Primitives
Signals in WEFT are built from two pieces: strands and bundles. A strand is the simplest thing in the language: a function that takes coordinates and returns a single number. One number isn’t enough for most things though. A color needs three (red, green, blue). Stereo audio needs two (left, right). Bundles group strands together so you can work with them as a unit.
Strands
A strand is a function from coordinates to a single number. You define a strand by writing an expression, and that expression gets evaluated at every coordinate WEFT asks about.
brightness.val = me.x + me.y
This says: at any position, brightness.val is the sum of the x and y coordinates (don’t worry about x and y yet, we’ll get to it later). At position (0.2, 0.3), the value is 0.5. At (0.8, 0.1), it’s 0.9. The strand doesn’t store any values—it describes a relationship, and WEFT evaluates it wherever it needs to.
Plain numbers are strands too. When you write 0.5, WEFT treats it as a strand that returns 0.5 at every coordinate. This means you can use numbers anywhere you use strands, and you can mix them freely:
dimmed.val = img.r * 0.5
Here img.r is a strand and 0.5 is a constant strand.
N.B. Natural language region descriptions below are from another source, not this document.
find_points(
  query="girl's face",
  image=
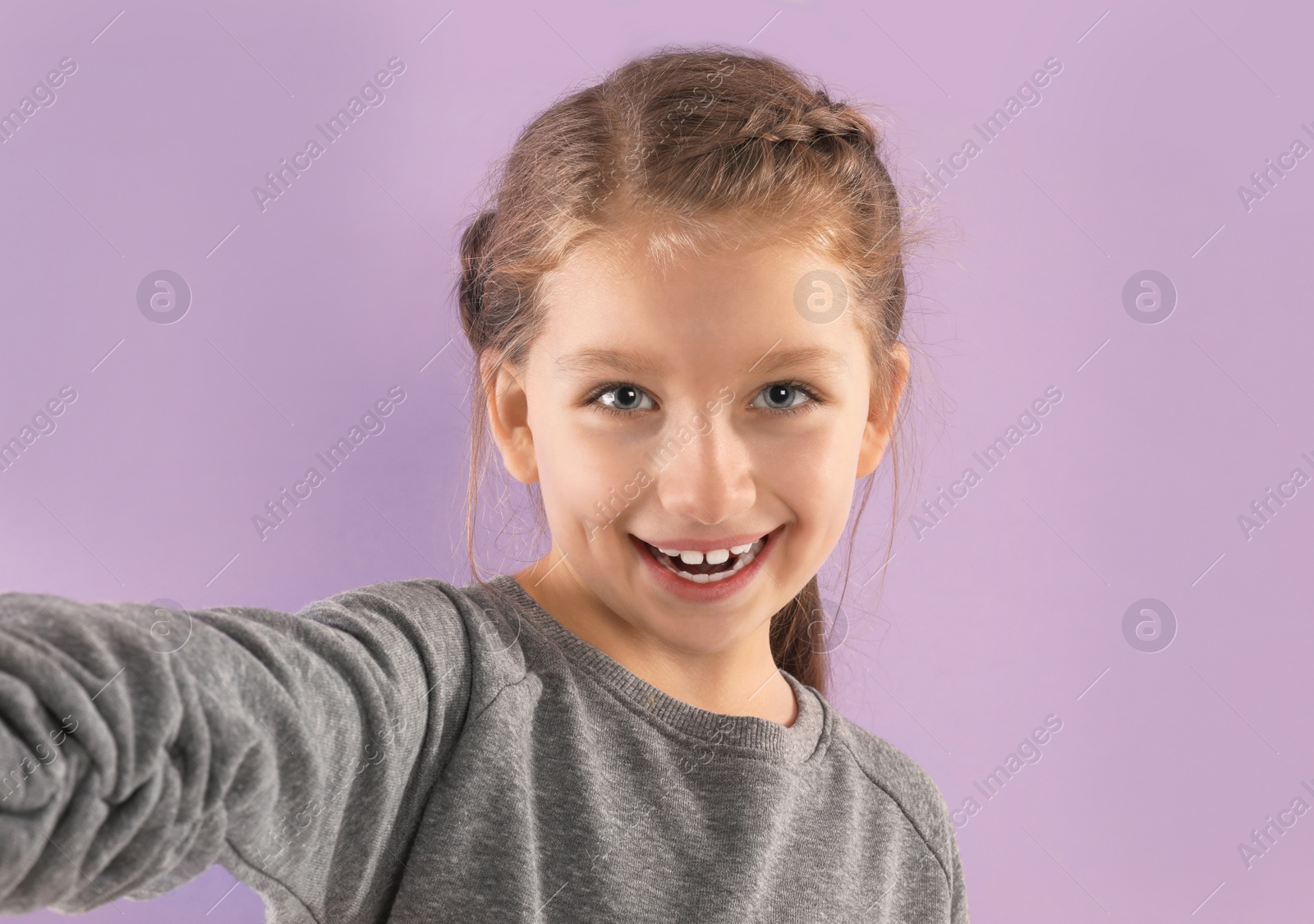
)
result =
(710, 407)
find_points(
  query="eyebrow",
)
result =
(591, 361)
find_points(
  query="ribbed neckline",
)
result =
(785, 744)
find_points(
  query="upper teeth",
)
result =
(715, 558)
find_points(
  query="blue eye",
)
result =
(621, 398)
(626, 398)
(783, 398)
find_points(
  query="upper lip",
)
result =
(707, 545)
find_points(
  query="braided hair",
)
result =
(707, 145)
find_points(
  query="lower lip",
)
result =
(703, 593)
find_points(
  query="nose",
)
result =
(709, 479)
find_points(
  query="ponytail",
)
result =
(798, 637)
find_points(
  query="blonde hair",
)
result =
(706, 148)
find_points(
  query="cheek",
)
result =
(812, 470)
(578, 468)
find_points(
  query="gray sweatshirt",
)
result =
(414, 751)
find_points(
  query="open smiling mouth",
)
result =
(707, 567)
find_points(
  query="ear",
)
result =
(880, 417)
(509, 418)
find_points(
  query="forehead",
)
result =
(611, 306)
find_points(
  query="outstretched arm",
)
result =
(140, 746)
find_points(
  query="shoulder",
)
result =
(904, 782)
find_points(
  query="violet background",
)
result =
(1009, 610)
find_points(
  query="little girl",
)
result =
(683, 304)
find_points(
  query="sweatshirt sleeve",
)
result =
(141, 744)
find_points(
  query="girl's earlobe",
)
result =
(509, 418)
(880, 420)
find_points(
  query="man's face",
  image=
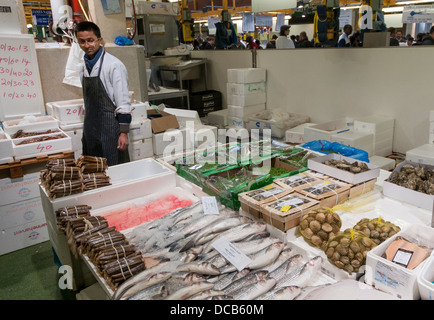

The result is a new strand that’s half the red channel everywhere. Because strands define relationships rather than stored values, everything stays in sync automatically. dimmed.val is always half of img.r. If img.r changes, dimmed.val changes with it. There’s no update step. You describe the structure, and WEFT maintains it.
Bundles
A bundle groups strands together under a name. When you declare a bundle, the left side names the bundle and its strands, and the right side provides the definitions:
img[r, g, b] = [1, 0.5, 0.2]
This creates a bundle called img containing three strands. The names on the left match up with the expressions on the right in order, so r is 1 everywhere, g is 0.5, and b is 0.2. Having names for your strands makes code easier to read—img.r is clearer than img.0 when you’re thinking about colors.
When a bundle only has one strand, you can use a shorter syntax. Instead of writing brightness[val] = [me.x + me.y], you can just write brightness.val = me.x + me.y. It means the same thing with less ceremony.
Sometimes you don’t need names at all. The bracket syntax creates anonymous bundles:
img = [0.5, 0.3, 0.8]
You can only access these strands by index, but that’s fine when you’re doing something quick inline—passing a color to a function, say, or building up an intermediate result that you’ll immediately discard.
Finally, bundles can’t contain other bundles. There’s no nesting, no [[a, b], [c, d]]. Bundles hold strands, strands produce numbers, and that’s as deep as it goes. The simplicity of types is what makes WEFT flexible.
Accessing Strands
All computation in WEFT happens at the strand level. Bundles are for organization, but when you actually want to do something—math, combining, passing to a function—you’re working with strands. The . operator pulls a strand out of a bundle.
If you’ve named your strands, you can access them by name:
img[r, g, b] = [1, 0.5, 0.2]
img.r // the red channel
You can also access by index, which is useful when you don’t care about names or when working with anonymous bundles:
img.0 // first strand (same as img.r above)
img.1 // second strand
colors = [0.8, 0.2, 0.4]
colors.0 // first strand
colors.2 // third strand
Negative indices count from the end. img.-1 is the last strand, img.-2 is second to last. This is useful when you don’t know a bundle’s width or just want to grab the end without counting.
Indices can also be expressions. palette.(1 + 1) evaluates to palette.2. More usefully, palette.(some_strand) lets another strand’s value choose which strand to select—this is how WEFT handles conditionals, which we’ll cover later.
Accessing a strand that doesn’t exist is an error. If a bundle has three strands, bundle.3 or bundle.-4 will fail.